Does shelve write to disk on every change?

Question

I wish to use shelve in an asyncio program and I fear that every change will cause the main event loop to stall.

While I don't mind the occasional slowdown of the pickling operation, the disk writes may be substantial.

Every how often does shelve sync to disk? Is it a blocking operation? Do I have to call .sync()?

If I schedule the sync() to run under a different thread, a different asyncio task may modify the shelve at the same time, which violates the requirement of single-thread writes.

Answer 1

shelve, by default, is backed by the dbm module, in turn backed by some dbm implementation available on the system. Neither the shelve module, nor the dbm module, make any effort to minimize writes; an assignment of a value to a key causes a write every time. Even when writeback=True, that just means that new assignments are placed in the cache and immediately written to the backing dbm; they're written to make sure the original value is there, and the cache entry is made because the object assigned might change after assignment and needs to be handled just like a freshly read object (meaning it will be written again when synced or closed, in case it changed).

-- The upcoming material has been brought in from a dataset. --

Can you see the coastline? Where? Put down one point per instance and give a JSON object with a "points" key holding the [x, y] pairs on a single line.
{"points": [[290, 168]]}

While it's possible some implementation of the underlying dbm libraries might include some caching, AFAICT, most do try to write immediately (that is, pushing data to the kernel immediately without user-mode buffering), they just don't necessarily force immediate synchronization to disk (though it can be requested, e.g. with gdbm_sync).

writeback=True will make it worse, because when it does sync, it's a major effort (it literally rewrites every object read or written to the DB since the last sync, because it has no way of knowing which of them might have been modified), as opposed to the small effort of rewriting a single key/value pair at a time.

In short, if you're really concerned about blocking writes, you can't use unthreaded async code without potential blocking, but said blocking is likely short-lived as long as writeback=True is not involved (or as long as you don't sync/close it until performance considerations are no longer relevant). If you need to have truly non-blocking async behavior, all shelve interactions will need to occur under a lock in worker threads, and either writeback must be False (to avoid race conditions pickling data) or if writeback is True, you must take care to avoid modifying any object that might be in the cache during the sync/close.

Answer 2

It writes to disk every time you update the shelve object itself. So if you do

shelf[key] = something

or

shelf.update(somedict)

it will write to the file.

However, if there are mutable values in the in the dictionary, modifying them will not trigger a write to the file. Objects in Python don't have any reference back to the containers that reference them, so there's no way for the shelve object to detect those changes and write the file. If you need to support mutable values in the dictionary, you should use the writeback=True option when creating the shelve, to create an in-memory cache; the file will then be updated whenever you sync() or close().